02/21/2018 at 5:53 pm
Why you are not using something like
model = Sequential()
model.add(—- write code line here —–)
just for reference see how the person has written the code in the answer section
i am newbie to Keras
https://stackoverflow.com/questions/43728235/what-is-the-difference-between-keras-maxpooling1d-and-globalmaxpooling1d-functi
02/24/2018 at 8:28 am
This is also a valid way to write keras models. Note that keras has two APIs. The sequential (that is used in your reference) and the functional (which I use). I agree, that the sequential is easier to use in the beginning, but if you want to build more complicated models, then you will need to use the functional API.
02/24/2018 at 8:05 pm
Hi,
Thanks for your previous reply.
my next question is why we are not using and setting “embeddings_regularizer” .

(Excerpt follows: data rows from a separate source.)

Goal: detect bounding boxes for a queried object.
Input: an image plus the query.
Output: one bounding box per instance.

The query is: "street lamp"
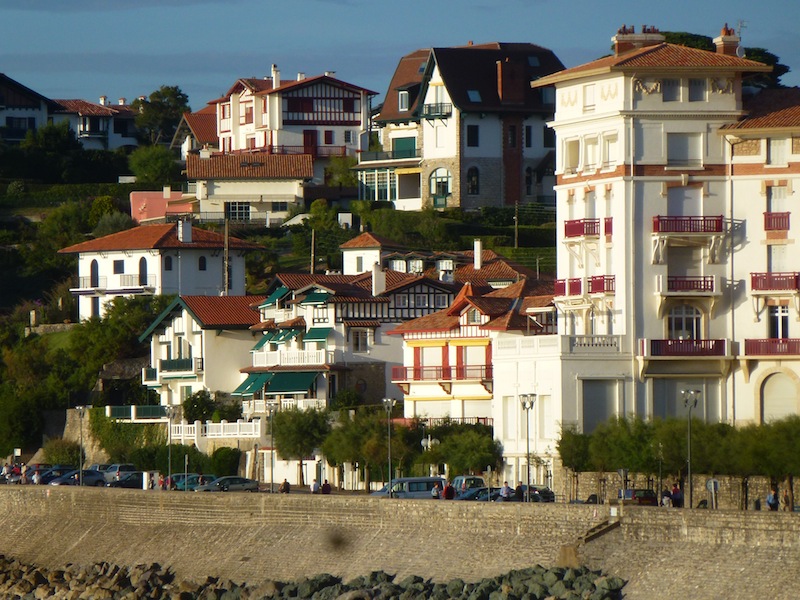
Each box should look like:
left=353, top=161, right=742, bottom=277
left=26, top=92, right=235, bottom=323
left=519, top=394, right=536, bottom=502
left=164, top=406, right=175, bottom=489
left=75, top=406, right=86, bottom=487
left=681, top=390, right=702, bottom=508
left=383, top=398, right=397, bottom=498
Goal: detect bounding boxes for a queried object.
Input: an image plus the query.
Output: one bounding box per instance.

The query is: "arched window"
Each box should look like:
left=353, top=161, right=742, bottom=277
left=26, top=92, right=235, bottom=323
left=667, top=304, right=703, bottom=340
left=139, top=256, right=147, bottom=286
left=467, top=167, right=481, bottom=196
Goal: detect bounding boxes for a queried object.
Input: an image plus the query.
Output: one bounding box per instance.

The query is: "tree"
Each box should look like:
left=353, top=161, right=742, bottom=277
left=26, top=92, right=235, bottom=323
left=272, top=408, right=330, bottom=486
left=128, top=146, right=180, bottom=185
left=131, top=85, right=191, bottom=145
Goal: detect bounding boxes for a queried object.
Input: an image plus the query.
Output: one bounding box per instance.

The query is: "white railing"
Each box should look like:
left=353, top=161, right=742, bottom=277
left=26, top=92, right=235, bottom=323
left=253, top=350, right=336, bottom=367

Can we use l1 or l2 regularization in multiclass & multi label classification
03/13/2018 at 8:30 am
Hi Arsalan,
I had no success with using regularizers for embeddings, but you can try it.
Of course you can use l1 and l2 regularization also for multiclass and multilabel classification.
Tell me how it works! 🙂
02/25/2018 at 6:01 am
can you please explain the theory behind setting the values of these parameters
max_features = 20000 # number of words we want to keep
maxlen = 100 # max length of the comments in the model
embedding_dims = 20 # dimension of the hidden variable, i.e. the embedding
dimension
03/13/2018 at 8:37 am
-max_features is basically the upper limit of words in your vocabulary. This acts as some kind of regularizer because it prevents the model form overfitting to uncommon words.
-maxlen is the length you pad your input sequences. This is not necessary from a theoretical point of view, but static computation graphs like tensorflow (and keras) require a fixed input length for recurrent networks.
all these values need to be tuned or set by inspecting the dataset. Try a few values and see how it affects the performance.
03/03/2018 at 2:33 pm
Great post ! something i was looking for . But i get the below error when i tried to replicate your code using my train and test files. The error comes for the last input line where we train the model for 3 epochs
AttributeError: ‘list’ object has no attribute ‘ndim’
Do you have any idea why ? My input file is in same structure as you have posted as in input line 3.
03/13/2018 at 8:44 am
You have to put a numpy array to the keras fit method. So wrap the list in a numpy array. Then it should work. Probably you need to reshape.
09/21/2018 at 3:09 am
Thanks! It works well, but I am not able to predict an unseen comment.
how ?
09/21/2018 at 7:10 am
You have to process the new comment the same way you do for training and just pass it to the model. You might want to limit the number of tokens used in training and replace all remaining tokens by an unknown token. After that you just apply the model to your new comment.